Sunday, January 16, 2011

Brinkmanship



I do my best thinking in the shower.  I take my longest and best fucking showers in a hotel.  Cause the hot water never ends right?  Fuck it, I'm not paying for it directly right?  In college it was the same.  If there was a paper due in oh, I don't know, hypothetically, 4 hours?

It's shower time.

Maybe it's the noise, the noise or the feeling, the soap, the preoccupation.  I think it's the ability to be doing something while focusing entirely on something else.  
(Not what I meant)

I find similar thought patterns in activities such as running and golf.  In that sense I think one's conscious self is so ingrained in the lather, rinse, repeat, actions, that the subconscious is really able to flourish and thrive.  That area from one's brain where true inspiration is cultivated becomes suddenly so accessible.  For me, it was always a "Eureka!" Moment.  My great idea, my pivotal thesis or intangible undeniable argument had been just lingering below the surface.  Always present, just needed to be discovered.  There was never any doubt that I was lacking a great idea, pretentious as it may sound.  Then I would emerge from the shower, wearing nothing but a towel, and proceed to pull off what I had previously thought was impossible.

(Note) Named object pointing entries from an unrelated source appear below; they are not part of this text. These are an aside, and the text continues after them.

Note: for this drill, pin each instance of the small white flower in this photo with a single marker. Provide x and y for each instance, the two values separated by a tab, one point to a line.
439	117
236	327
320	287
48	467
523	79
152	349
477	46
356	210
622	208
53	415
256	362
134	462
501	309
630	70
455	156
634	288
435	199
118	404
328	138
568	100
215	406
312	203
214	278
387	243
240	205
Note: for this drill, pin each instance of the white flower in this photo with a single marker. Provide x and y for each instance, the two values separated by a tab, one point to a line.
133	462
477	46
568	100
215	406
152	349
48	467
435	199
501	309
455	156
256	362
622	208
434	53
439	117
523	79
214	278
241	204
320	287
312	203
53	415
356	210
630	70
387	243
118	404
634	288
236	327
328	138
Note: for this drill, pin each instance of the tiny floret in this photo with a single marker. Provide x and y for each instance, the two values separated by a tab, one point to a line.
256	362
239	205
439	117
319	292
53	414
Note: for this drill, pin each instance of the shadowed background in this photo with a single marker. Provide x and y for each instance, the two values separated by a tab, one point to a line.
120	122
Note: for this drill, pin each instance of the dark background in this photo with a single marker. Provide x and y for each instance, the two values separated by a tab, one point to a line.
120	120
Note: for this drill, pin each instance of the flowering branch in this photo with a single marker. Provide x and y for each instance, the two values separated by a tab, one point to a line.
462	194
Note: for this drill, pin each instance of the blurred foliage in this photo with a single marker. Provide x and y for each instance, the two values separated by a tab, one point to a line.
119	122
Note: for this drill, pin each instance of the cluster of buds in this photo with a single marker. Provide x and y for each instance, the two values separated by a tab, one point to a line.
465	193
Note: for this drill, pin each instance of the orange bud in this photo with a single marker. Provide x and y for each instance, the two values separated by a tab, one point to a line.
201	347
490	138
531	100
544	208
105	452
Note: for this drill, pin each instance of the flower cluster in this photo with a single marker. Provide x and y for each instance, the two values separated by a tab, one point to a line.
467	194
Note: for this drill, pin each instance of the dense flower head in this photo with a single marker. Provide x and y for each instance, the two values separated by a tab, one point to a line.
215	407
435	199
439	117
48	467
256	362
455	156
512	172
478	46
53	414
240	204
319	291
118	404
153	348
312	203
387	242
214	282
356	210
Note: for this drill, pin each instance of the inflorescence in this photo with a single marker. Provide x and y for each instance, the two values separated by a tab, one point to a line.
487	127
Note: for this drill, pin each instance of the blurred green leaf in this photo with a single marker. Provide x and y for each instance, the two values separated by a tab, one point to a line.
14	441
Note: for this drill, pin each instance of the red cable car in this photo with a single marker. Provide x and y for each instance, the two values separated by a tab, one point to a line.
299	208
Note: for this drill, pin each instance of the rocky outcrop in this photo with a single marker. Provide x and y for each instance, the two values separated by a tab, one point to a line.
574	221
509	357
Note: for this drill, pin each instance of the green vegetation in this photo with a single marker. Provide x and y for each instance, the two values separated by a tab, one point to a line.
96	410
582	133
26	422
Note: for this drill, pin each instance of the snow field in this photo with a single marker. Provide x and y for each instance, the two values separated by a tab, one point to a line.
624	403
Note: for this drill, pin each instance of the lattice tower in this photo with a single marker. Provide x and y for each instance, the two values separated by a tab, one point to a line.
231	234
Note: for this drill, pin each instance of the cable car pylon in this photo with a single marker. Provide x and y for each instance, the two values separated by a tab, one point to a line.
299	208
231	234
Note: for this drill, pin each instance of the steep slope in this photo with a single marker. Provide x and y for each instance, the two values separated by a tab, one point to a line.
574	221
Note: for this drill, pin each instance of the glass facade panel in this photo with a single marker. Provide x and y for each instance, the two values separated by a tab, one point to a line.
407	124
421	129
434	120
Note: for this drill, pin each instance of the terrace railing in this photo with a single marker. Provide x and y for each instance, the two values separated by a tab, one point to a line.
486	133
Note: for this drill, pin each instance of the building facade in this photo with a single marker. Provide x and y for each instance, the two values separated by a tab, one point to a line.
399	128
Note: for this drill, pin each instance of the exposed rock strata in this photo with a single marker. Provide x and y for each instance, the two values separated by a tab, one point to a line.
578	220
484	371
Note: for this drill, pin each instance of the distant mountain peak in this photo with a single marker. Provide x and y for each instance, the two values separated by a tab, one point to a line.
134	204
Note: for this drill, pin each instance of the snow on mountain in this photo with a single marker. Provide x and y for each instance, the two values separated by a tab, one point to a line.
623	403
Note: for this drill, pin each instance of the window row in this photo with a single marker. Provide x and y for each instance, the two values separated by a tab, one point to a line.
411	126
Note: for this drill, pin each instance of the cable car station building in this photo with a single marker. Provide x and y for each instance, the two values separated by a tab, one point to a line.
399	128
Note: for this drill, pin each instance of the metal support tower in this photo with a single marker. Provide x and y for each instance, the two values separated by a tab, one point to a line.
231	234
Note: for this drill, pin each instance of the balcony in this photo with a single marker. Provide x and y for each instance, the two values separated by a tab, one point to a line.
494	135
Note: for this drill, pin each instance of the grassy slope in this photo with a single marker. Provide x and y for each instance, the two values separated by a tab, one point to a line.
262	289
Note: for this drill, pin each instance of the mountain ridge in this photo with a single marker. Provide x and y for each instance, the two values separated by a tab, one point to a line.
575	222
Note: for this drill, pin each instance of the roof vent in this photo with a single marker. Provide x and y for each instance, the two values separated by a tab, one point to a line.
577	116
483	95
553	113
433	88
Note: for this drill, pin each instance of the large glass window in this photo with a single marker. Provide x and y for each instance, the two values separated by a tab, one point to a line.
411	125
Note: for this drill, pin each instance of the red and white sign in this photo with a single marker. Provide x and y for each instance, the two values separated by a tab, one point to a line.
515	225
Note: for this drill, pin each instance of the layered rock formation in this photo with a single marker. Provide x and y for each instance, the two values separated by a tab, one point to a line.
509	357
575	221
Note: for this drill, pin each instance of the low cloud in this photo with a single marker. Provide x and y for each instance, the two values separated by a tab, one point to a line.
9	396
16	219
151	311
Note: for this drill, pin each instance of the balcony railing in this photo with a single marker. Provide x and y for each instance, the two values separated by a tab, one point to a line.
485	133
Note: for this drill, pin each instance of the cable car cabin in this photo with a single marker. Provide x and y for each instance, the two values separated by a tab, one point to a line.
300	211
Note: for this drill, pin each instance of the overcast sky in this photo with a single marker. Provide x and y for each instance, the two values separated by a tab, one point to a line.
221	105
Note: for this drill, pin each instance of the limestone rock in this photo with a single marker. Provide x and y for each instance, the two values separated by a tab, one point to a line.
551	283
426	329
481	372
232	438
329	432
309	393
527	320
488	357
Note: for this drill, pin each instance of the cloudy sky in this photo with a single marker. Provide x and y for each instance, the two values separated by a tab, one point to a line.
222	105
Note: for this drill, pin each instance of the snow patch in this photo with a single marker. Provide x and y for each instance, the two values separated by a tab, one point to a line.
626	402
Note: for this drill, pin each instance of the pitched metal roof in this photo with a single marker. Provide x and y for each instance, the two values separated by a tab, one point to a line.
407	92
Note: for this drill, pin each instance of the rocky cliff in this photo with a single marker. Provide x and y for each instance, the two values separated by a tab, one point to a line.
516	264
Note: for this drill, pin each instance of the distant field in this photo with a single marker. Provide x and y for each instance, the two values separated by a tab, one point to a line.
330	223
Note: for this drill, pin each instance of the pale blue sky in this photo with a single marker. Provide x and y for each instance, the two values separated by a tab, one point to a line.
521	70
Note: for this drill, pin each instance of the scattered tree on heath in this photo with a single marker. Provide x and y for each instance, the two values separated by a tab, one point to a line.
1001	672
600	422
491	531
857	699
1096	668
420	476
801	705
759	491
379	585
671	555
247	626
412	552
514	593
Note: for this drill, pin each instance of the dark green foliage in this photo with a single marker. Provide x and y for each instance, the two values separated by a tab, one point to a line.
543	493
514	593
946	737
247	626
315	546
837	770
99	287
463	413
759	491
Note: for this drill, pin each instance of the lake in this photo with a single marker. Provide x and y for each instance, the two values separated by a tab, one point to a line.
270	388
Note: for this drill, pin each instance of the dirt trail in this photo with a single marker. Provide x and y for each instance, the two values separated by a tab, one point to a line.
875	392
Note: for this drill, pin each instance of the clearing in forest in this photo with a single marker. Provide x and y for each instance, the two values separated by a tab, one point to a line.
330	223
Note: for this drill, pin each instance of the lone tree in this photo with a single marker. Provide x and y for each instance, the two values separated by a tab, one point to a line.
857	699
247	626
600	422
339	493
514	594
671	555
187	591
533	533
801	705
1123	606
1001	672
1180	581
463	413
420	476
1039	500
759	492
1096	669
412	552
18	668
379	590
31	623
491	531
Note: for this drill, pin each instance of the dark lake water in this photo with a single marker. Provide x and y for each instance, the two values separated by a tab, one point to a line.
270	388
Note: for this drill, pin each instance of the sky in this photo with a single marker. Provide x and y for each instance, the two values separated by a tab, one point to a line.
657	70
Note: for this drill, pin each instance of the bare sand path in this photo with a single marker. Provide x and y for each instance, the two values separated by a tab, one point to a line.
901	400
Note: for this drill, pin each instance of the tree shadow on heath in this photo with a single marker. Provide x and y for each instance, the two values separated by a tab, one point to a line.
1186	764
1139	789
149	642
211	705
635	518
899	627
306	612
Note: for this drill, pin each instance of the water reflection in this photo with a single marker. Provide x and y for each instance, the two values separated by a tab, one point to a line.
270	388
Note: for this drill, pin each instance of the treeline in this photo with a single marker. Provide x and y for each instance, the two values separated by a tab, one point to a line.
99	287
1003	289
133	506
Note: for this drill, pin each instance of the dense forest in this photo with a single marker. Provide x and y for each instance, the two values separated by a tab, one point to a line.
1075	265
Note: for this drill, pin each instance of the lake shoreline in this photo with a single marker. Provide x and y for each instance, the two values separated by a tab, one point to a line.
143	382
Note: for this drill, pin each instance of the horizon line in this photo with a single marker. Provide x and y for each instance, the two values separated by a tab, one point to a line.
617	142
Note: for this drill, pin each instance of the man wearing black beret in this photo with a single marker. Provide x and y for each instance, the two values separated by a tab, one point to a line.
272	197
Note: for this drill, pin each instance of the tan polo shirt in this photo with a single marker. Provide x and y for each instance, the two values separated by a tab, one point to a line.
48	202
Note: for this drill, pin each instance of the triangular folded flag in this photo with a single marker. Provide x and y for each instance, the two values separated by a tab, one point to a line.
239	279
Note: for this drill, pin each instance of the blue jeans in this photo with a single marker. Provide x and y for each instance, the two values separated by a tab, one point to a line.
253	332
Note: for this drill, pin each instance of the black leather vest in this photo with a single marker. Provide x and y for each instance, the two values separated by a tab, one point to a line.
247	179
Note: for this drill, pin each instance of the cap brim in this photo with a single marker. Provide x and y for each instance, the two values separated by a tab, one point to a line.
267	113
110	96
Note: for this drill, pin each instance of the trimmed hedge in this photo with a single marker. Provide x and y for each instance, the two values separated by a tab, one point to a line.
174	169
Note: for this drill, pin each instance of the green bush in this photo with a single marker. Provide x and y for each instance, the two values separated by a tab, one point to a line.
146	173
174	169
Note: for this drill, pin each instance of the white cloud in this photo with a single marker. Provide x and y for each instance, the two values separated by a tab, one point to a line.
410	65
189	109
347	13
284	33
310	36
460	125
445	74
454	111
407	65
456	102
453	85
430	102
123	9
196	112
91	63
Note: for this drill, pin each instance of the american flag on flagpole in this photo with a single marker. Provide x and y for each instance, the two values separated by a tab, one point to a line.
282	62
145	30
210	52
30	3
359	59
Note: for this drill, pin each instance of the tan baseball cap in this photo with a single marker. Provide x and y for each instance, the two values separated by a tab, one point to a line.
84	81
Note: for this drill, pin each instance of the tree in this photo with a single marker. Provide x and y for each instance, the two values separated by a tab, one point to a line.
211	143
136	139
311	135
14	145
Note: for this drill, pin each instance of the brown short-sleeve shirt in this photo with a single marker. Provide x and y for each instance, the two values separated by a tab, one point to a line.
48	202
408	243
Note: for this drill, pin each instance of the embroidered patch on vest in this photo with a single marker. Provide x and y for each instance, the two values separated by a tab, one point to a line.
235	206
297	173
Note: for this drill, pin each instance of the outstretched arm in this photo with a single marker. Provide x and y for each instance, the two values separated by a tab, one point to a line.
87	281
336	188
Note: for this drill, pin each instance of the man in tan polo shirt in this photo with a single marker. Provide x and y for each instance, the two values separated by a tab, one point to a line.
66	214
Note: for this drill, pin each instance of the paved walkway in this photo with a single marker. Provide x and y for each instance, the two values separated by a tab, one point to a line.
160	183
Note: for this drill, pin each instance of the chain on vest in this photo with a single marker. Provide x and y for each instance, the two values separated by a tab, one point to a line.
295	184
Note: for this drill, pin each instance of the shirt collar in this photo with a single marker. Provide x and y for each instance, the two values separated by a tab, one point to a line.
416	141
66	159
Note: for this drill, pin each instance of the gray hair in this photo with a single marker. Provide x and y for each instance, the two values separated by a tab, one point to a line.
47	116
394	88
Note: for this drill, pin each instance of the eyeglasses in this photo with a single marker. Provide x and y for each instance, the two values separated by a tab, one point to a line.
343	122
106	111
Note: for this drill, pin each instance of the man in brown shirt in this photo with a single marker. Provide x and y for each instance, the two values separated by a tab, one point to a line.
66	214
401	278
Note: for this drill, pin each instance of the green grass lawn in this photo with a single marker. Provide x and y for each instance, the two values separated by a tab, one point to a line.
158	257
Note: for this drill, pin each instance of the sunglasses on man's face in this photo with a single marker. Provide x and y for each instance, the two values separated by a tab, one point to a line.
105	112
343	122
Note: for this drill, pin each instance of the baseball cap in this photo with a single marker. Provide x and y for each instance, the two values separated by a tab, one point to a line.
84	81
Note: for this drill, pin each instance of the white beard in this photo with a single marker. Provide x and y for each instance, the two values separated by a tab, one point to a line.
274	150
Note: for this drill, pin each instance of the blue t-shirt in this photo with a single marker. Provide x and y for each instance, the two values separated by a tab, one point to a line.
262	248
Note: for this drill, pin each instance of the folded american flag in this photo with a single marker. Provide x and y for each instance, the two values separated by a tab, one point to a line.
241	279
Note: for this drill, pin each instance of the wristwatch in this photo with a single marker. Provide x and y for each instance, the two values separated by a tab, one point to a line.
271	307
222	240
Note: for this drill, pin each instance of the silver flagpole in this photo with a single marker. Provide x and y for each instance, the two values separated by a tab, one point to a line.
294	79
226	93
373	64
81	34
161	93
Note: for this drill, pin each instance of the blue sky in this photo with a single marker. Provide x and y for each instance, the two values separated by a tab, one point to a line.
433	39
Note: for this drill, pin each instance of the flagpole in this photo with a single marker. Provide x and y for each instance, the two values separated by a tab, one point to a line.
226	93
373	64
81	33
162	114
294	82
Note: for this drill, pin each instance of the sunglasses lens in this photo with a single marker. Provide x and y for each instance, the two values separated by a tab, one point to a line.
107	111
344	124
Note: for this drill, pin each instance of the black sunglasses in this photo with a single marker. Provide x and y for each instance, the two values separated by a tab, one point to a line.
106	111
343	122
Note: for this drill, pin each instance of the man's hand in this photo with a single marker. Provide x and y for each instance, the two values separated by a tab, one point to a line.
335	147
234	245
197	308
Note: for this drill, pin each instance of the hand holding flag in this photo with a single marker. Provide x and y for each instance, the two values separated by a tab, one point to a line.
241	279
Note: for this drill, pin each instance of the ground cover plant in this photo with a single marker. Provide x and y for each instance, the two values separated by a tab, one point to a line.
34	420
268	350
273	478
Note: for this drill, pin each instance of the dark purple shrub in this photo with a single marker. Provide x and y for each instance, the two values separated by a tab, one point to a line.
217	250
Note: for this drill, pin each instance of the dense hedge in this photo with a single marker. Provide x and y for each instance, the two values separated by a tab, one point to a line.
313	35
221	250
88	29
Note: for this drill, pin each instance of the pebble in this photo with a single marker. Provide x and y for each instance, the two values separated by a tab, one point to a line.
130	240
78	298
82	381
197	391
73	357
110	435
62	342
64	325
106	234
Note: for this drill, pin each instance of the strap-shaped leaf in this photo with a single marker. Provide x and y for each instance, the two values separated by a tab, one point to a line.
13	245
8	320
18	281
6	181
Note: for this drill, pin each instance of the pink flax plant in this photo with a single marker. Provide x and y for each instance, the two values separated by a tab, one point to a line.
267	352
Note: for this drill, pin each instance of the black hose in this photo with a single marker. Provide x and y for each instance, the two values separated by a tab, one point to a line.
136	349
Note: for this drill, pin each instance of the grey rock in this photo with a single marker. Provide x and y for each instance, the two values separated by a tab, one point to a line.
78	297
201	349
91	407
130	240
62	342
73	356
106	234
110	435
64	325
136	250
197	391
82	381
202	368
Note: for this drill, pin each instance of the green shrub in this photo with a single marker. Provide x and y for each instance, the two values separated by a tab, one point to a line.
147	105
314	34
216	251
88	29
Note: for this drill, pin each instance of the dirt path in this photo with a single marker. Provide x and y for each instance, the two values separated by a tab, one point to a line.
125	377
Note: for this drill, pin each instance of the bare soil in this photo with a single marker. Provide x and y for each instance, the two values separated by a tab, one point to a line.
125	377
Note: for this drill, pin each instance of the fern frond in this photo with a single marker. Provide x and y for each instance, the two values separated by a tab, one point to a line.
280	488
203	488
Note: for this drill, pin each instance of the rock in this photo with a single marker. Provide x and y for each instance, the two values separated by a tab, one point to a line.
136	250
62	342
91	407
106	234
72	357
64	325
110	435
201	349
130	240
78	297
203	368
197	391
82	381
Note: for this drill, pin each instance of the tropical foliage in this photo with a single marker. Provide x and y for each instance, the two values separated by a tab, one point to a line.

For the record, this is called "Brinkmanship."

A fairly new term coined to describe those who push a situation to dangerous limits.  It can be used in a contemporary sense to describe those who insist upon procrastination as a means to feel the pressure as an ultimatum unfairly enforced upon them.  They will refuse to accept their previous inaction as cause for their sudden predicament.  They will however, ally all against them and view the work to be completed as a race against time, as a challenge.

Denial 101.  One of the most predictable human emotions.  This couldn't be my fault.  And one would think having this self awareness would lead one to scrap brinkmanship in favor of the more practical, preparation and foresightedness?

Well one would be wrong.  Don't you see?  You'd be removing the thrill of it all.

Those who employ brinkmanship likely view themselves as those, who thrive upon pressure.  That raising the stakes to this level was not of their action, it was inevitable and now they must rise to that challenge and get "high" so to speak off the victory.  Some will maintain that their best work only comes from the pressure.  You know who employed brinkmanship with fantastic outcomes (other than me)?

JFK.  Boom.  

This post would be infinitely better had there been a deadline imposed upon it.